A Primeira Turma do STF (Supremo Tribunal Federal) formou maioria nesta terça-feira (18) para receber a denúncia da PGR (Procuradoria-Geral da República) e tornar réu o ex-presidente da Alerj (Assembleia Legislativa do Estado do Rio de Janeiro) Rodrigo Bacellar.
Os ministros Cármen Lúcia e Cristiano Zanin acompanharam o voto do relator, Alexandre de Moraes, que havia se manifestado na sexta-feira (14) pelo recebimento da acusação. Com isso, o placar chegou a 3 a 0. Falta apenas o voto do ministro Flávio Dino.
Os ministros também votaram para tornar réus o desembargador Macário Ramos Júdice Neto; a esposa do ex-deputado estadual TH Joias, Jéssica de Oliveira Lima; e seu assessor parlamentar Thárcio Nascimento Salgado.
A denúncia apura uma suposta atuação conjunta para obstruir uma investigação sobre organização criminosa armada.
Segundo a acusação, Macário teria revelado previamente a Bacellar informações sigilosas sobre medidas cautelares que seriam cumpridas contra TH Joias e outros investigados na Operação Zargun, deflagrada em setembro de 2025.
A PGR afirma que Macário e Bacellar se encontraram na véspera da operação, para o repasse de informações sigilosas. Na sequência, Bacellar teria avisado TH Joias sobre a ação policial.
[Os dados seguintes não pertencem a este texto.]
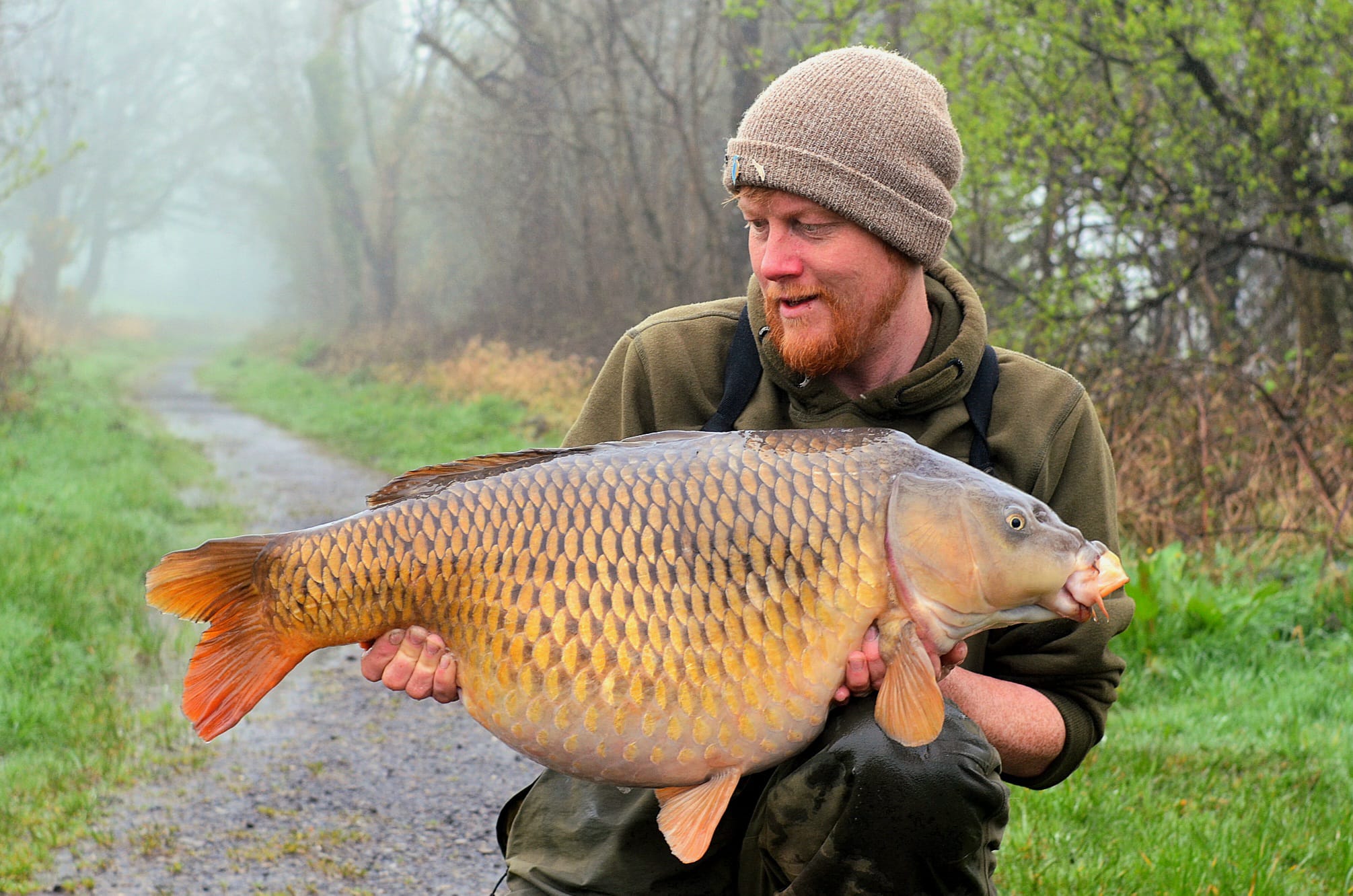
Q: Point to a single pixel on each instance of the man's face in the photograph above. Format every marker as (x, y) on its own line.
(830, 286)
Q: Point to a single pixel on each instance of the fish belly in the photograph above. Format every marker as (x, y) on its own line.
(651, 620)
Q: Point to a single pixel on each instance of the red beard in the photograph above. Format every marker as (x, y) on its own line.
(816, 354)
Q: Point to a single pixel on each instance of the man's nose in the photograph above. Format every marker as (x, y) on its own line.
(780, 256)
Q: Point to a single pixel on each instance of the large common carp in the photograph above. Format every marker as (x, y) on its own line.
(671, 611)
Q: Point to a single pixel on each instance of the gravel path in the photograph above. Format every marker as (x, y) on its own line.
(330, 786)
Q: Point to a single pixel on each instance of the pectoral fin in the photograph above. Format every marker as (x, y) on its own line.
(689, 815)
(910, 707)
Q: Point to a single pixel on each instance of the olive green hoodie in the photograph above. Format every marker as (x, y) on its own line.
(667, 373)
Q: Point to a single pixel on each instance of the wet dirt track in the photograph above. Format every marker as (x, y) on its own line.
(330, 786)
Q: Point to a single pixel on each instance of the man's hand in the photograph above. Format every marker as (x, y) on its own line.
(416, 662)
(865, 667)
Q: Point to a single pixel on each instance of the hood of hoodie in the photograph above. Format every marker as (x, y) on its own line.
(943, 373)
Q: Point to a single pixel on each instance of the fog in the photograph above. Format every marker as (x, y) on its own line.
(433, 168)
(413, 172)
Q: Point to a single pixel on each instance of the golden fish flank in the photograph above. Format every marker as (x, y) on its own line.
(671, 611)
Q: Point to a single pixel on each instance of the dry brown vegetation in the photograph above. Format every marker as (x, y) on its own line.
(17, 357)
(1210, 454)
(552, 389)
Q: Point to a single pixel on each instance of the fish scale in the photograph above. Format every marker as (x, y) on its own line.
(577, 559)
(673, 611)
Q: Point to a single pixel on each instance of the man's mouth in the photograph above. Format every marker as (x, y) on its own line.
(789, 303)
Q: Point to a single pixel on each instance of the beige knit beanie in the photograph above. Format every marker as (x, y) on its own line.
(863, 132)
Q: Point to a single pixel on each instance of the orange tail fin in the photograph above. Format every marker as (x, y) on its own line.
(241, 657)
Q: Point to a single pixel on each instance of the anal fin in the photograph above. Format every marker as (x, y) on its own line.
(910, 707)
(689, 815)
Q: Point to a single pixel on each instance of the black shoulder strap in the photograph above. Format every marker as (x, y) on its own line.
(742, 373)
(978, 402)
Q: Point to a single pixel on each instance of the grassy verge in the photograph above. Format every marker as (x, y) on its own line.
(386, 425)
(87, 504)
(1229, 759)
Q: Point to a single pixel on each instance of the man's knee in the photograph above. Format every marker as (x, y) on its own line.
(889, 814)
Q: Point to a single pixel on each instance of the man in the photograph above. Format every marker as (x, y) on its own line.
(843, 170)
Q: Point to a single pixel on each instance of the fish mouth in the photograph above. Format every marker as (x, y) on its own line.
(1097, 574)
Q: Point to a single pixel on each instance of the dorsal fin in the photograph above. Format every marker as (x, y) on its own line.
(428, 481)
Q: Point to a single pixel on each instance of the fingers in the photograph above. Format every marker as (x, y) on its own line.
(416, 662)
(379, 654)
(864, 670)
(954, 657)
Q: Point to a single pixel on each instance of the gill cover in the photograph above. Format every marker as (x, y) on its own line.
(970, 552)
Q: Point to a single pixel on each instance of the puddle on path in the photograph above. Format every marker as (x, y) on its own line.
(330, 786)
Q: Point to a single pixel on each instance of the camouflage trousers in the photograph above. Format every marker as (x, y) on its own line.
(854, 814)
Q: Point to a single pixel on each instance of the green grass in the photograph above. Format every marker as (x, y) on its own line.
(386, 425)
(1229, 761)
(87, 504)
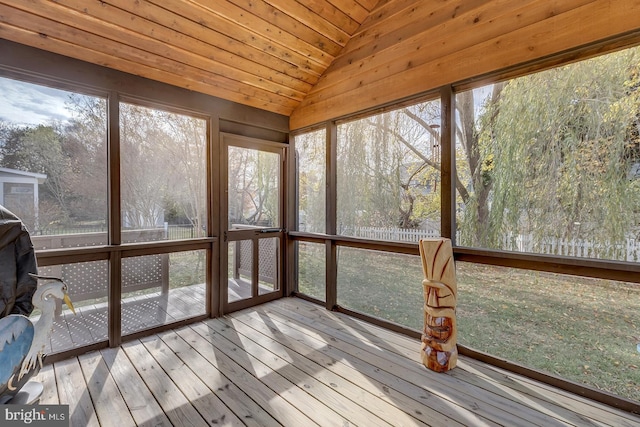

De acordo com a denúncia, o vazamento teria permitido que TH Joias retirasse bens de sua residência e deixasse o imóvel antes da chegada dos agentes. A acusação também aponta que computadores e mídias não foram encontrados em seu gabinete na Alerj durante as buscas.
Entre os indícios citados pela PGR está uma conversa entre TH Joias e Bacellar na noite anterior à operação. Segundo o voto de Moraes, Bacellar teria sido o primeiro contato procurado por TH após a troca de aparelho celular e chegou a responder a uma mensagem sobre a retirada de objetos da residência.
Ao votar pelo recebimento da denúncia, Moraes entendeu que a acusação descreve de forma suficiente os fatos e apresenta elementos mínimos para a abertura de uma ação penal. O relator também rejeitou os questionamentos das defesas sobre a competência do STF e da Primeira Turma para analisar o caso.